Les versions se contredisent entre le syndicat et la direction en ce qui concerne les relations de travail à Radio-Canada Mauricie.

Climat de travail à Radio-Canada Mauricie: le syndicat réclame un comité d’enquête

Trois-Rivières — Le Syndicat des communications de Radio-Canada vient de porter plainte au Conseil canadien des relations industrielles et au ministère de l’Emploi en lien avec un présumé cas d’intimidation survenu à l’endroit d’un journaliste de Radio-Canada Mauricie. Dans la foulée de révélations entourant un jugement rendu dans le dossier d’une ex-employée de la station trifluvienne, le syndicat exige du même coup de la direction de Radio-Canada qu’elle mette en place d’urgence un comité d’enquête sur le «climat de travail malsain» observé dans cette station régionale, mais également à la grandeur de la province, une demande qui est présentement à l’étude par la direction.

Un jugement récemment rendu dans le dossier d’une ancienne employée de la station trifluvienne qui avait déposé des griefs pour harcèlement psychologique et abus de pouvoir a fait ressortir sur la place publique l’existence d’études menées auprès du personnel de Radio-Canada Mauricie, faisant état d’un haut taux de détresse psychologique. Le rapport en question, produit en mars 2015 par la conseillère syndicale Natacha Laprise, révélait en fait qu’à Trois-Rivières, 67 % des employés disaient souffrir de détresse psychologique élevée, et 22 % de détresse psychologique modérée. Les résultats, compilés pour chaque région du Québec, démontrent également que 41 % de ces personnes disent que leur détresse psychologique est entièrement liée au travail.

Selon le syndicat, un gestionnaire s’est rendu en début de semaine à la station de Trois-Rivières pour rencontrer les employés, et aurait commis de l’intimidation envers le journaliste et officier syndical Pierre Marceau. «Il y aurait eu du langage de mépris à son endroit, tentant de le discréditer aux yeux des autres employés. On aurait aussi tenté de miner sa confiance personnelle», soutient Caroline Belley, responsable aux griefs et aux litiges au syndicat. Selon elle, la direction lui reproche notamment d’avoir coulé les informations qui ont mené aux reportages entourant le jugement rendu à l’égard de l’ancienne employée, ce que nie formellement le syndicat.

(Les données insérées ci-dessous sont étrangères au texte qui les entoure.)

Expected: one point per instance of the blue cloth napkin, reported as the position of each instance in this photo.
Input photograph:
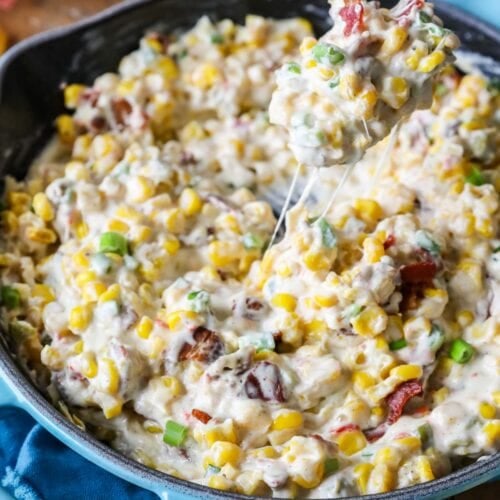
(36, 466)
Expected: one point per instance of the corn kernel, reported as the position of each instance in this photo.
(89, 365)
(109, 377)
(350, 442)
(424, 469)
(219, 482)
(145, 327)
(406, 372)
(205, 76)
(370, 322)
(43, 207)
(284, 301)
(41, 235)
(393, 41)
(79, 318)
(118, 226)
(190, 202)
(288, 419)
(362, 473)
(432, 61)
(362, 380)
(487, 411)
(171, 245)
(43, 292)
(368, 210)
(224, 452)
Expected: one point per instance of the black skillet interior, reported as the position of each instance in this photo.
(30, 99)
(31, 76)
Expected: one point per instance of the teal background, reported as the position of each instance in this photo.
(488, 10)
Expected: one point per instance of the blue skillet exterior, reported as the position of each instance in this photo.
(30, 75)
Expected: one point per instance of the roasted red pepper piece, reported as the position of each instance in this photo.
(418, 272)
(396, 401)
(389, 241)
(201, 415)
(264, 382)
(207, 347)
(352, 15)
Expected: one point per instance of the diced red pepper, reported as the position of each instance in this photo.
(201, 415)
(418, 272)
(352, 15)
(207, 347)
(346, 427)
(264, 382)
(389, 241)
(400, 396)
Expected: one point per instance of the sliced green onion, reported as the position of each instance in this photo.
(475, 177)
(352, 311)
(331, 465)
(294, 67)
(328, 236)
(175, 433)
(461, 351)
(424, 240)
(395, 345)
(200, 300)
(323, 52)
(217, 38)
(113, 243)
(212, 470)
(436, 338)
(252, 241)
(425, 434)
(261, 342)
(11, 298)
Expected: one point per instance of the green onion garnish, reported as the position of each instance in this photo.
(436, 338)
(294, 67)
(331, 465)
(175, 433)
(395, 345)
(324, 52)
(261, 342)
(328, 236)
(200, 300)
(217, 38)
(113, 243)
(11, 298)
(425, 433)
(424, 240)
(461, 351)
(475, 177)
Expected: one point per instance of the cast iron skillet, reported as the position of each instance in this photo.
(30, 99)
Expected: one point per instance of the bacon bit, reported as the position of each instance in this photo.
(389, 242)
(419, 272)
(264, 382)
(207, 348)
(98, 124)
(396, 401)
(121, 109)
(400, 396)
(345, 428)
(201, 415)
(352, 15)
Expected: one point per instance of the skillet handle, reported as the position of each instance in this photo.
(7, 395)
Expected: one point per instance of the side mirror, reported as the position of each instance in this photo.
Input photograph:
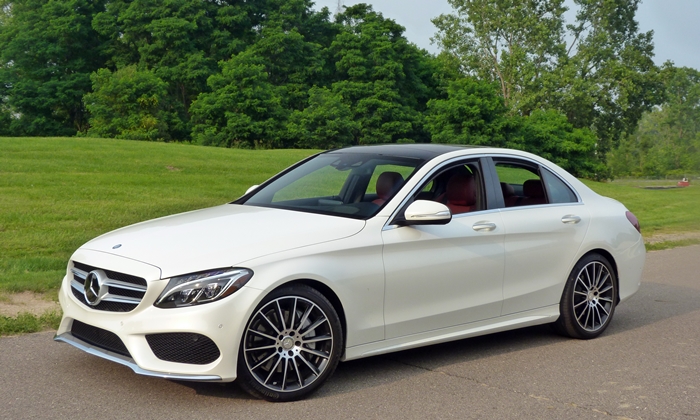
(423, 212)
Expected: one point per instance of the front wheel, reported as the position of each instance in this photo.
(589, 298)
(291, 345)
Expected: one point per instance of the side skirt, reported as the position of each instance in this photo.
(538, 316)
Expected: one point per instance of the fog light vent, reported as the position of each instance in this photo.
(194, 349)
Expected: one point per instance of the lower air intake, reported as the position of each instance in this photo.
(99, 338)
(194, 349)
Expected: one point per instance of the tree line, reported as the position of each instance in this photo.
(279, 74)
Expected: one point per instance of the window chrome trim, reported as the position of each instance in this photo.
(388, 225)
(515, 157)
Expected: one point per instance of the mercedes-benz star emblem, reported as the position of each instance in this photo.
(94, 287)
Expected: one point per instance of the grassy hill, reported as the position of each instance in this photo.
(57, 193)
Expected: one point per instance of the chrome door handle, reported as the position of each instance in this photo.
(570, 219)
(484, 226)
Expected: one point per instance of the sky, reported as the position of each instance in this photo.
(675, 24)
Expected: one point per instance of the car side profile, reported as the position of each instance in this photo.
(353, 253)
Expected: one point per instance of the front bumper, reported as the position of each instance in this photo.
(222, 322)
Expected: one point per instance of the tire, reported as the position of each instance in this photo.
(291, 345)
(589, 299)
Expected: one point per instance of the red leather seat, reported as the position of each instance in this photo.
(387, 184)
(461, 194)
(509, 196)
(534, 193)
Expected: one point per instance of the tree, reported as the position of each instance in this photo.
(326, 123)
(243, 108)
(48, 50)
(667, 140)
(604, 80)
(515, 43)
(472, 113)
(549, 134)
(386, 81)
(128, 104)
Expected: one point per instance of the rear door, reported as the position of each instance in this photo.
(545, 223)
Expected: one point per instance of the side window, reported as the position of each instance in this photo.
(558, 191)
(521, 184)
(459, 187)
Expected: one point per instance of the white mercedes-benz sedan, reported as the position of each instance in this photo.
(348, 254)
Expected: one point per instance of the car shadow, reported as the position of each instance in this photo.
(652, 304)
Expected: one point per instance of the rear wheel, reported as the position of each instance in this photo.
(589, 298)
(291, 345)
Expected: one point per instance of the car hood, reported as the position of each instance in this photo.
(222, 236)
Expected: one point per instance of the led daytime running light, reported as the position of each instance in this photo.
(204, 287)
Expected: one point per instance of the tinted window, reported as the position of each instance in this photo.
(521, 184)
(557, 190)
(340, 184)
(459, 187)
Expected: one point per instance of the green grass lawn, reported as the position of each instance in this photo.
(660, 211)
(57, 193)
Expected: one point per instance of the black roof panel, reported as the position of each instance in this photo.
(425, 151)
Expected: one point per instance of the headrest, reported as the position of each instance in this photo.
(461, 190)
(388, 183)
(507, 189)
(533, 188)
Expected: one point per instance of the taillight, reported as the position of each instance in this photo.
(633, 219)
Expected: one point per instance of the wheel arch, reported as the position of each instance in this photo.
(608, 256)
(330, 295)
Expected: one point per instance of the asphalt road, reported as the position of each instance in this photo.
(646, 366)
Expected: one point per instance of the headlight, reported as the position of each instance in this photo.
(203, 287)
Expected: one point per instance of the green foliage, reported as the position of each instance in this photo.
(128, 104)
(512, 42)
(667, 141)
(550, 135)
(386, 81)
(244, 109)
(472, 113)
(47, 51)
(604, 80)
(326, 123)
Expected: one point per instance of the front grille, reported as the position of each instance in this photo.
(119, 292)
(195, 349)
(98, 337)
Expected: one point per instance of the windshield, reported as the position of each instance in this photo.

Joint par téléphone, jeudi, le journaliste Pierre Marceau a préféré s’abstenir de commenter sur la place publique. La direction de Radio-Canada, par la voix de son premier directeur des relations publiques Marc Pichette, reconnaît qu’un gestionnaire est allé à la rencontre des employés trifluviens cette semaine, mais soutient que les allégations d’intimidation véhiculées par le syndicat sont totalement fausses. Le syndicat a déposé, pour sa part, une plainte au Conseil canadien des relations industrielles.

Dans cette optique, le syndicat réclame désormais la mise en place en urgence d’un comité d’enquête pour se pencher sur la question de ce qu’il qualifie de «climat de travail malsain». «Ce n’est pas un problème qui touche uniquement Trois-Rivières, mais c’est pan-Québec. Ici, on reçoit au moins une fois par semaine des gens qui pleurent», constate Caroline Belley, qui affirme notamment que l’employeur peut décider de mettre différemment en application des articles de la convention collective de manière à venir léser les employés, et qu’il s’exerce aussi un très grand contrôle de la part de la direction. «On a déjà vu un cas d’employé qui, en raison d’un retard de cinq minutes, voyait désormais ses entrées et sorties être scrutées à la loupe» cite-t-elle en exemple. «C’est un mode de gestion qui ne considère pas le bien-être des employés», ajoute-t-elle, affirmant que le très haut taux de précarité n’incite pas les employés à s’exprimer librement lorsqu’ils vivent des situations difficiles.

La direction de Radio-Canada ne partage toutefois pas cet avis. «Il est faux de prétendre qu’un climat malsain règne à Radio-Canada. Nous offrons un milieu de travail sain et nous travaillons très fort pour le préserver. Notre politique a toujours été celle de la porte ouverte et nous désirons travailler en mode ouverture, de concert avec le syndicat», indique Marc Pichette. 

Ce dernier soutient que plusieurs initiatives ont été mises en place dans les dernières années pour maintenir un climat de travail sain. «Notre code de pratiques a été mis à jour récemment, et nous avons réaffirmé haut et fort que toute forme de harcèlement ou d’abus de pouvoir n’est absolument pas tolérée dans l’entreprise», ajoute-t-il.

Quant à la demande de mise en place d’un comité d’enquête, M. Pichette a simplement indiqué que Radio-Canada allait étudier la demande.